L’un des principes fondamentaux d’une amap consiste à refourguer à ses adhérents des fruits et des légumes embarrassants. Il n’est pas question ici des ribambelles de laitues ou des quintaux de patates qui s’abattent sur le-dit adhérent dès les premiers frimas. Non, ça, ce sont des denrées simples à exploiter, familières et rassurantes. Par “embarrassants”, il faut entendre obscurs, à l’apparence ingrate, et qui suscitent invariablement perplexité et inquiétude au moment d’en tirer quelque chose de comestible.

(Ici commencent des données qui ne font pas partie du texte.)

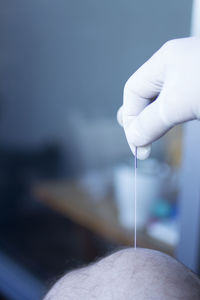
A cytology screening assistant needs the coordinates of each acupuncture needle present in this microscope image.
[134,147,137,250]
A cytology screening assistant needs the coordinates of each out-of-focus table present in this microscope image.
[34,181,173,255]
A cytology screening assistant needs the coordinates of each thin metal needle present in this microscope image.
[134,147,137,249]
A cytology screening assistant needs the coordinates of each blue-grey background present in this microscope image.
[0,0,192,146]
[0,0,195,300]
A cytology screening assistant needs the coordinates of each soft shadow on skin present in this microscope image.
[44,248,200,300]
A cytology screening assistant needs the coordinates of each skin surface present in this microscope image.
[44,248,200,300]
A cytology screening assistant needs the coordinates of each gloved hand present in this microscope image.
[117,38,200,159]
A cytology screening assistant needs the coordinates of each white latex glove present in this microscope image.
[117,38,200,159]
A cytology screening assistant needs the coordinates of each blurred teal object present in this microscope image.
[152,199,172,219]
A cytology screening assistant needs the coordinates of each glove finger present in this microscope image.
[117,106,123,127]
[124,92,173,147]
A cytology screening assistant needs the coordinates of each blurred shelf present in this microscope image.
[33,181,174,256]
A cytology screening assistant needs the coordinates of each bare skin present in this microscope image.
[44,248,200,300]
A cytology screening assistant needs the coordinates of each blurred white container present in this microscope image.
[114,159,170,229]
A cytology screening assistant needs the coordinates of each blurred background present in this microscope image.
[0,0,200,300]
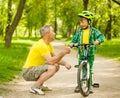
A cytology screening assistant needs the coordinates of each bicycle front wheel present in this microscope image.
[77,63,90,97]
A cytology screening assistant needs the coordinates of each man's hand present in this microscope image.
[65,63,71,70]
[94,40,100,46]
[63,46,71,54]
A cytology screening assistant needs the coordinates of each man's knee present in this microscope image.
[48,65,59,74]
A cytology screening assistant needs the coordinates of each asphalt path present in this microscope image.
[0,41,120,98]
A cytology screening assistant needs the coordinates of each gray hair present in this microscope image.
[40,25,51,37]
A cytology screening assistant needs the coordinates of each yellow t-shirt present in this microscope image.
[83,28,90,44]
[23,39,54,68]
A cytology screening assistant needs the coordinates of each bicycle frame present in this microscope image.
[73,44,93,97]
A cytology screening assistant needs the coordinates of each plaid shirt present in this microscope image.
[71,26,104,56]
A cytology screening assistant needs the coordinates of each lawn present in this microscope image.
[0,38,120,83]
[0,39,34,84]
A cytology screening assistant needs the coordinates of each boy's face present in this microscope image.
[79,17,89,29]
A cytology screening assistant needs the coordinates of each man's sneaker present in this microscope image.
[40,84,52,91]
[30,87,45,95]
[90,86,93,94]
[74,86,80,93]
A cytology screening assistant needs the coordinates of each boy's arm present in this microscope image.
[94,30,105,45]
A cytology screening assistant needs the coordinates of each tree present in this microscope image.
[83,0,89,10]
[105,0,112,40]
[5,0,26,47]
[112,0,120,5]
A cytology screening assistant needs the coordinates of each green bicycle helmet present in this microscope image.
[78,11,94,20]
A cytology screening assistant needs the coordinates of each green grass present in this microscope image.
[0,39,34,84]
[0,37,120,83]
[66,38,120,61]
[97,39,120,61]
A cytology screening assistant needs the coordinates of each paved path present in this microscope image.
[0,42,120,98]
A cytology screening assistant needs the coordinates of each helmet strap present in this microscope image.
[82,25,90,30]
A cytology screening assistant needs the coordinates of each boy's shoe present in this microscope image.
[30,87,45,95]
[40,84,52,91]
[74,86,80,93]
[90,86,93,94]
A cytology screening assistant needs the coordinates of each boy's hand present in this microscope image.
[94,40,100,46]
[65,63,71,70]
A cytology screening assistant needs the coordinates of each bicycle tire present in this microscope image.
[77,63,90,97]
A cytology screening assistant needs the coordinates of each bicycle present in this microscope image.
[73,44,99,97]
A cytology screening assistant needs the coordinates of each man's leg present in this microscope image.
[36,65,59,86]
[30,65,59,95]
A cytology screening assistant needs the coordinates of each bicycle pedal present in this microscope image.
[74,65,79,68]
[92,83,100,88]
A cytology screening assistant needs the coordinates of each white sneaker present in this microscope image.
[40,84,52,91]
[30,87,45,95]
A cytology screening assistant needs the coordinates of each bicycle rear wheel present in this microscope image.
[77,63,90,97]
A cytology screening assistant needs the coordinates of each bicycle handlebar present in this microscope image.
[72,43,94,47]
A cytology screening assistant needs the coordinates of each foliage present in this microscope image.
[0,38,34,83]
[97,39,120,61]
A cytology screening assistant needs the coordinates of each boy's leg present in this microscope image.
[89,56,94,93]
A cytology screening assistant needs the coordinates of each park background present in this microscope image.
[0,0,120,84]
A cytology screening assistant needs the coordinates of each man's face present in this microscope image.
[79,17,89,29]
[49,27,55,41]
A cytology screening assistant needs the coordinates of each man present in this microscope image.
[70,11,104,93]
[22,25,71,95]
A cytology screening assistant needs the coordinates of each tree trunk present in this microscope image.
[5,0,26,47]
[83,0,89,10]
[105,0,112,40]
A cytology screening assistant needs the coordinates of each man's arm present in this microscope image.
[44,47,70,65]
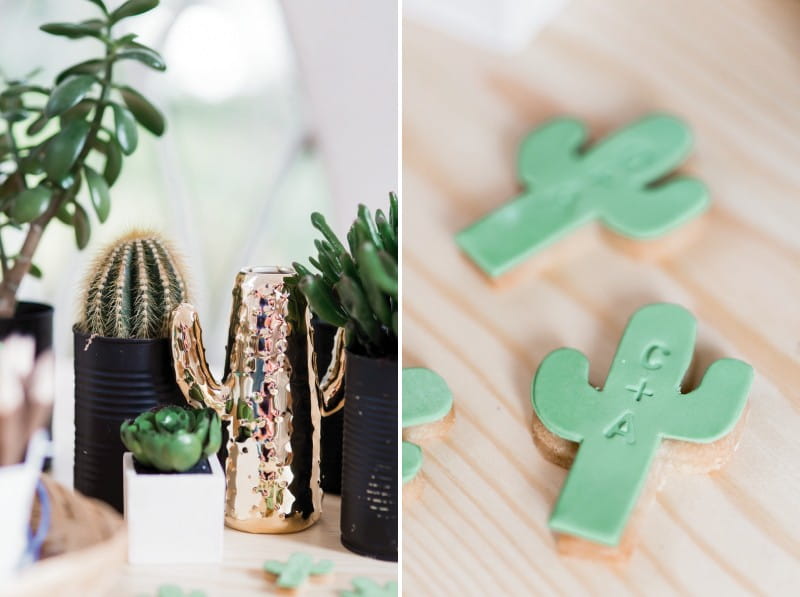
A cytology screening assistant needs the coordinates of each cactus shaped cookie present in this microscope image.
[264,552,333,593]
[532,304,753,547]
[339,576,397,597]
[456,114,709,278]
[403,368,453,486]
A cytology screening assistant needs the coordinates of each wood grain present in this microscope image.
[403,0,800,596]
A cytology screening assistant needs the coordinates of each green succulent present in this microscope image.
[294,193,399,358]
[0,0,166,317]
[120,406,222,473]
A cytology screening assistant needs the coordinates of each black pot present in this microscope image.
[73,329,186,512]
[0,301,53,356]
[341,351,399,562]
[311,317,344,495]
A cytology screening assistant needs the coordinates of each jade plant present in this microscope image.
[76,231,187,339]
[294,193,399,358]
[120,406,222,473]
[0,0,166,317]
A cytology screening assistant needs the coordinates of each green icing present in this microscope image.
[264,553,333,589]
[403,368,453,427]
[532,304,753,546]
[339,576,398,597]
[403,442,422,483]
[403,367,453,483]
[456,114,709,277]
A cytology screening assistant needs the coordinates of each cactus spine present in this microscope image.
[78,231,187,339]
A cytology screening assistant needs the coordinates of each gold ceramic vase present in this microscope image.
[171,267,322,533]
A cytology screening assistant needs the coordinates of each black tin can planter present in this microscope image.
[73,329,186,512]
[0,301,53,356]
[341,351,398,562]
[311,317,344,495]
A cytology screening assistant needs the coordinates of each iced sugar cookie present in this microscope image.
[456,114,709,278]
[403,368,455,499]
[532,304,753,561]
[264,552,333,595]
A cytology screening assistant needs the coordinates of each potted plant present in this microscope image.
[73,231,187,512]
[0,335,53,583]
[0,0,166,354]
[295,194,398,560]
[120,406,225,564]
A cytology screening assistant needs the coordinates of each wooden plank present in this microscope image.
[403,0,800,595]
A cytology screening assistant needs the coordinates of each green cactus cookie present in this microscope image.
[403,368,453,483]
[456,114,709,277]
[264,553,333,589]
[339,576,397,597]
[531,304,753,546]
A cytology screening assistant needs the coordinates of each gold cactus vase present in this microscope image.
[171,267,322,533]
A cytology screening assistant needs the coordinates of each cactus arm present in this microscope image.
[170,303,234,420]
[601,178,709,239]
[402,367,453,428]
[403,442,422,483]
[582,114,692,188]
[549,434,658,546]
[662,359,753,443]
[517,118,587,188]
[456,189,596,278]
[531,348,605,442]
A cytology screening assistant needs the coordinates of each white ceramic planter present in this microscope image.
[0,431,50,583]
[122,452,225,564]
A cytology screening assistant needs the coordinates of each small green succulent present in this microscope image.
[294,193,399,358]
[120,406,222,473]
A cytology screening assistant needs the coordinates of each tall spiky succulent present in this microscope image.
[78,231,188,338]
[294,193,399,358]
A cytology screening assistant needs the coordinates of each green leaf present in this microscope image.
[95,137,122,187]
[39,20,103,39]
[44,120,91,181]
[111,104,139,155]
[59,99,95,127]
[83,166,111,223]
[72,203,92,249]
[110,0,158,25]
[89,0,108,15]
[56,58,106,85]
[44,75,97,118]
[25,114,50,137]
[56,201,75,226]
[119,87,166,137]
[114,33,139,48]
[11,187,53,224]
[116,44,167,72]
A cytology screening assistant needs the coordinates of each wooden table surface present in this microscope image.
[108,496,398,597]
[403,0,800,596]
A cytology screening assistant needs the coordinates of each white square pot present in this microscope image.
[122,452,225,564]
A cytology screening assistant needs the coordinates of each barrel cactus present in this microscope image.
[78,231,188,339]
[120,406,222,473]
[294,193,399,358]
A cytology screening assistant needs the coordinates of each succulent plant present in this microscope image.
[0,0,166,317]
[78,231,187,338]
[120,406,222,473]
[294,193,399,358]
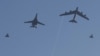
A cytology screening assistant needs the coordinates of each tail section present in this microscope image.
[30,26,37,28]
[38,22,45,25]
[24,21,33,23]
[69,19,77,23]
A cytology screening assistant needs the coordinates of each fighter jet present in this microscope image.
[24,13,45,28]
[59,7,89,23]
[90,34,93,38]
[5,33,9,38]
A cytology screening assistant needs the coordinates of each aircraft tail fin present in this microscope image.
[30,26,37,28]
[69,19,77,23]
[24,21,32,23]
[38,22,45,25]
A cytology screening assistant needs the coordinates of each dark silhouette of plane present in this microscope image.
[59,7,89,23]
[5,33,9,37]
[24,13,45,28]
[90,34,94,38]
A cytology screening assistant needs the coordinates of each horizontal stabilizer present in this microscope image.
[24,21,32,23]
[69,19,77,23]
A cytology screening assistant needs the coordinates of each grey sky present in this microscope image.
[0,0,100,56]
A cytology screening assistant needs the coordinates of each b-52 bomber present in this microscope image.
[90,34,94,38]
[60,7,89,23]
[5,33,9,38]
[24,14,45,28]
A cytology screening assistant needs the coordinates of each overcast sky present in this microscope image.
[0,0,100,56]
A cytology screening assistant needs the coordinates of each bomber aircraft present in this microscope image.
[5,33,9,37]
[24,13,45,28]
[90,34,94,38]
[59,7,89,23]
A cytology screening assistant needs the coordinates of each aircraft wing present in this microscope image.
[77,11,89,20]
[24,21,32,23]
[38,22,45,25]
[60,11,75,16]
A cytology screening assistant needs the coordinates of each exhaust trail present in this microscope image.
[51,19,64,56]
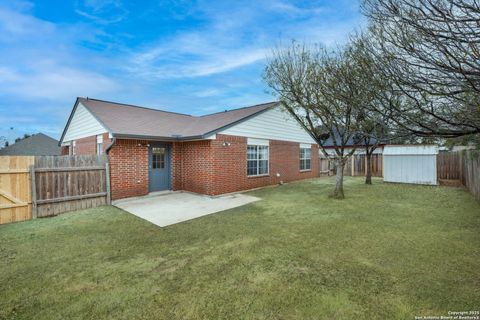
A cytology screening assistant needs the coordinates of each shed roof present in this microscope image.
[383,144,438,156]
[62,98,278,139]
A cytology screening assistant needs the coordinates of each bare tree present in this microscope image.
[362,0,480,137]
[264,42,368,198]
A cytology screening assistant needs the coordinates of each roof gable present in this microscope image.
[218,106,316,144]
[60,99,110,143]
[61,98,312,142]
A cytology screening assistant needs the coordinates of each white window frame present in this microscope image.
[298,143,312,171]
[246,138,270,177]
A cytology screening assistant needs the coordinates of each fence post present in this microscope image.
[30,165,37,219]
[105,161,112,205]
[352,153,355,177]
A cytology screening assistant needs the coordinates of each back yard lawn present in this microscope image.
[0,178,480,319]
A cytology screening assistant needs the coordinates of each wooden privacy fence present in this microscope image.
[32,155,110,218]
[437,150,480,199]
[461,150,480,200]
[320,154,383,177]
[0,156,33,224]
[437,152,463,180]
[0,155,110,224]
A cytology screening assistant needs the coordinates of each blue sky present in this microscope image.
[0,0,362,140]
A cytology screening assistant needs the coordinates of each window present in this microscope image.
[247,145,268,176]
[300,146,312,170]
[152,147,165,169]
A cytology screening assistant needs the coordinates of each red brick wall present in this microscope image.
[172,135,319,195]
[108,139,148,200]
[66,134,319,200]
[172,140,214,194]
[209,135,319,195]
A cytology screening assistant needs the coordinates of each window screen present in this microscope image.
[247,145,268,176]
[300,148,312,170]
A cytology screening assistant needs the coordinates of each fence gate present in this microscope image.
[0,156,34,224]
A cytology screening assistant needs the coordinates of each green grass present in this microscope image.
[0,178,480,319]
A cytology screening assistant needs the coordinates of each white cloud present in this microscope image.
[193,88,221,98]
[0,65,119,100]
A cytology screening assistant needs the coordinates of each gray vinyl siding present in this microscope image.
[218,107,315,144]
[63,103,107,142]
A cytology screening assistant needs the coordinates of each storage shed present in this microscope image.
[383,145,438,185]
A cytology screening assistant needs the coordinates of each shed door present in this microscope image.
[148,144,170,192]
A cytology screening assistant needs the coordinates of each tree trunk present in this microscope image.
[365,152,372,184]
[332,159,345,199]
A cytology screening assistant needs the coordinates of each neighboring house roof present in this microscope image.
[60,98,279,141]
[0,133,61,156]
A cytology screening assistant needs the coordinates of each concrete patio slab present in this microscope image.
[113,192,260,227]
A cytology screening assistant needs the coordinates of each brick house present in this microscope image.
[60,98,318,199]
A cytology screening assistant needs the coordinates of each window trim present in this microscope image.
[298,144,312,172]
[246,142,270,178]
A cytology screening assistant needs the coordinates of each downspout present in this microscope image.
[105,136,117,155]
[105,137,117,205]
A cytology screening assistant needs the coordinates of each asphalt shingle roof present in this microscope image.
[0,133,61,156]
[78,98,278,139]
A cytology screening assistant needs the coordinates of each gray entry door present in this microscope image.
[148,143,171,192]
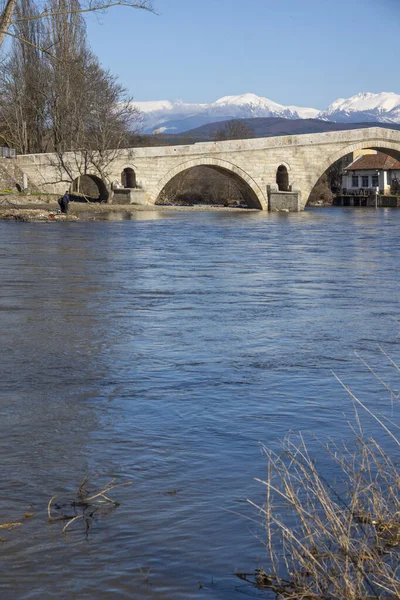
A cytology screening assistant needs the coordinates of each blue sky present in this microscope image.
[87,0,400,108]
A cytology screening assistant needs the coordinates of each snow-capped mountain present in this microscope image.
[135,94,319,133]
[318,92,400,123]
[134,92,400,133]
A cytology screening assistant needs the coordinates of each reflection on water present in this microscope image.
[0,209,400,600]
[79,210,168,221]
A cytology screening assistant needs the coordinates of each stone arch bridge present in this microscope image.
[17,127,400,210]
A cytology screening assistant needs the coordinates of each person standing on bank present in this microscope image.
[58,190,69,215]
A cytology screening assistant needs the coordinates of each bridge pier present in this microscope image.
[267,183,301,212]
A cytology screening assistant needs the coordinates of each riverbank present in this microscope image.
[0,194,255,222]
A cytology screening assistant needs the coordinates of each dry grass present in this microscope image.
[239,352,400,600]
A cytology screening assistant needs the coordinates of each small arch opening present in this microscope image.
[121,167,136,188]
[70,175,109,202]
[306,145,400,207]
[276,165,290,192]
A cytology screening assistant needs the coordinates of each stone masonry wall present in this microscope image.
[17,127,400,210]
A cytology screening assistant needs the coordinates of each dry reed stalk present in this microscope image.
[244,350,400,600]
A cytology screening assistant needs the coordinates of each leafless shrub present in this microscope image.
[244,350,400,600]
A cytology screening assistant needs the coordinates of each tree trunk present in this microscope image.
[0,0,17,48]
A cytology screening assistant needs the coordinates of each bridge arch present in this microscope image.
[149,157,268,210]
[70,173,109,202]
[121,167,136,188]
[306,137,400,204]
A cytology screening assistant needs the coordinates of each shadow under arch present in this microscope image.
[70,173,109,202]
[306,137,400,206]
[150,157,268,210]
[121,167,136,188]
[276,164,290,192]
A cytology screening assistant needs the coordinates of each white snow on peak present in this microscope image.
[134,93,318,132]
[287,106,321,119]
[130,92,400,133]
[214,94,286,110]
[322,92,400,117]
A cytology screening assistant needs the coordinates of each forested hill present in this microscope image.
[133,117,400,146]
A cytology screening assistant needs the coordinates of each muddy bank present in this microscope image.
[0,195,254,222]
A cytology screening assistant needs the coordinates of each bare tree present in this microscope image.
[0,0,140,195]
[0,0,154,52]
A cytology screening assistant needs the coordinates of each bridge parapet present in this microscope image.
[17,127,400,210]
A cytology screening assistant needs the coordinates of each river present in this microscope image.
[0,208,400,600]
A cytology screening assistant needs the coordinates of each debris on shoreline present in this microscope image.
[0,208,79,223]
[47,476,132,535]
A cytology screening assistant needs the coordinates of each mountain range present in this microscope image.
[134,92,400,134]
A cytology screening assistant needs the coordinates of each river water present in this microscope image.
[0,208,400,600]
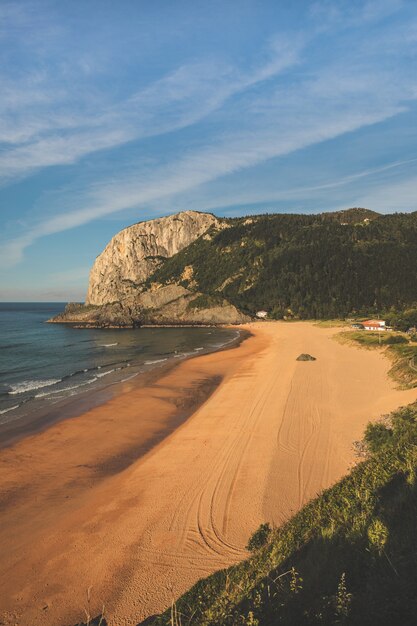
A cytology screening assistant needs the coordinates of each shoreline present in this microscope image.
[0,322,417,626]
[0,326,250,451]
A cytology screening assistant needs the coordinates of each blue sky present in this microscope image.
[0,0,417,300]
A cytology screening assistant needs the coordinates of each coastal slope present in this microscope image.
[0,322,417,626]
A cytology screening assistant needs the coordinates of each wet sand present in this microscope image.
[0,322,417,626]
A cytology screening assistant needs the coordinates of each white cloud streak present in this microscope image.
[0,2,417,265]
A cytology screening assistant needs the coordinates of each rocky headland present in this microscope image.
[49,211,250,328]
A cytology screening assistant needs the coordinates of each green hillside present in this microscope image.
[149,209,417,318]
[152,404,417,626]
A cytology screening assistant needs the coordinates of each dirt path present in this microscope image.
[0,323,417,626]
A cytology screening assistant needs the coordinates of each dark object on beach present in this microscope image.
[297,354,316,361]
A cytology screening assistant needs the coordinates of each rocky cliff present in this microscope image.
[86,211,220,305]
[50,211,249,328]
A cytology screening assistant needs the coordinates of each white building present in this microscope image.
[361,320,387,330]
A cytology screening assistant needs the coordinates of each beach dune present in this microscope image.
[0,322,417,626]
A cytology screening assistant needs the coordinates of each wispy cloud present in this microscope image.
[0,0,417,265]
[0,22,303,183]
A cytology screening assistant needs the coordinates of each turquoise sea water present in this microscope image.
[0,302,238,425]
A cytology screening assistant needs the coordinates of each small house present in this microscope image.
[362,320,386,330]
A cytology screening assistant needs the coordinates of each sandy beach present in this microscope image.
[0,322,417,626]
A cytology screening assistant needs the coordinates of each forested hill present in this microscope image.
[148,209,417,318]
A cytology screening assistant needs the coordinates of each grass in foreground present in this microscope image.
[153,403,417,626]
[336,330,417,387]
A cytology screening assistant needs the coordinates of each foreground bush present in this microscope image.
[154,404,417,626]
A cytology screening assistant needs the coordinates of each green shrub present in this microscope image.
[247,523,272,552]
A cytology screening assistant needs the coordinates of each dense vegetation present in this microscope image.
[337,331,417,387]
[154,404,417,626]
[149,209,417,319]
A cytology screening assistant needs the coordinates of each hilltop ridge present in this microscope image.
[53,208,417,326]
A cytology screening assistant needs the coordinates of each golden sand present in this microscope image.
[0,322,417,626]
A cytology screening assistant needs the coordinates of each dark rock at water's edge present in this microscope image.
[48,284,250,328]
[297,354,316,361]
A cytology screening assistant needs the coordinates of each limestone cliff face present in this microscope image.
[86,211,220,305]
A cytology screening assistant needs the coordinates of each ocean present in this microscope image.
[0,302,239,437]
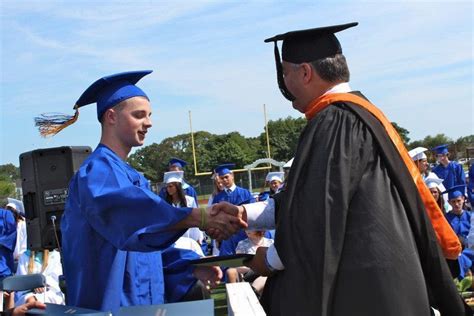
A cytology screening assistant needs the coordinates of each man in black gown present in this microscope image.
[217,23,466,316]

Quelqu’un sait-il, par exemple, ce que l’on peut faire d’un chou rave, à part, bien entendu, attendre lâchement qu’il meure de sa belle mort dans les tréfonds du bac à légumes ? De toute évidence, personne. Eh bien, la courge gigérine, parfois appelée courge barbarine (il n’y a pas de mystère), est du même acabit. La seule manière de l’accommoder est de la confire longuement dans le sucre. Ce n’est qu’à ce prix qu’elle se laisse déguster, transmuée en une merveilleuse veloutine ambrée.

Pour 6 pots :
- 2 kg de pastèque à confiture pelée et épépinée (soit environ 2,5 kg avant transformation)
- 1,5 kg de sucre cristal
- 2 citrons non traités
- 1 gousse de vanille
- 3 baies de poivre long
- beaucoup, beaucoup de temps libre
La première étape est une épreuve physique : il faut, à l’aide d’un gros couteau (voire d’une machette) éventrer la courge. C’est cruel, mais c’est ainsi. C’est d’une bonne dose de patience qu’il convient de s’armer pour la suite. Parce qu’à partir de là, la réalisation de la confiture va s’étaler sur près de 48 heures. C’est toujours bon à savoir avant de se lancer dans une telle entreprise. Donc, à l’aide du couteau, tronçonner la courge, ôter la peau et les nombreux pépins. Détailler la chair en tout petits cubes (1/2 cm environ), ou confier cette tâche vraiment ingrate à quelqu’un d’autre. Peser les cubes de courge : au bout d’une heure de labeur, il doit y en avoir 2 kg. Laver les citrons et les couper en très fines rondelles, ôter les pépins. Dans une très grande sauteuse, un wok à fond épais ou une bassine à confiture, verser les dés de courge, les rondelles de citron, le sucre, les grains de poivre brisés en deux. Fendre la gousse de vanille puis la couper en 6 morceaux. Ajouter la vanille au reste de la préparation et mélanger intimement. Laisser macérer 24 heures, ou au moins une nuit.
À ce stade, la courge a rendu beaucoup d’eau. Faire cuire à petits bouillons pendant au moins 1 h 30. La préparation doit prendre une consistance sirupeuse et une couleur dorée, les dés de courge deviennent translucides. Laisser refroidir et reposer, si possible jusqu’au lendemain. Pendant ce temps, vaquer à ses occupations.
Reprendre la cuisson au moins 1/2 heure. La confiture est prête quand, déposée sur un récipient froid, elle se fige. Si ce n’est pas le cas, il faut poursuivre la cuisson. Pendant ce temps, porter un gros volume d’eau à ébullition dans une marmite ou une grande casserole et y plonger les pots ainsi que leurs couvercles. Au bout de quelques minutes, sortir les pots et les mettre à l’envers sur un torchon propre, avec les couvercles. Laisser sécher.
Mettre la confiture brûlante dans les pots, en répartissant correctement la vanille, le poivre et le citron. Fermer soigneusement les pots et les retourner, le temps que la confiture refroidisse complètement.
En Provence, la courge gigérine (ou citre), est appelée méréville.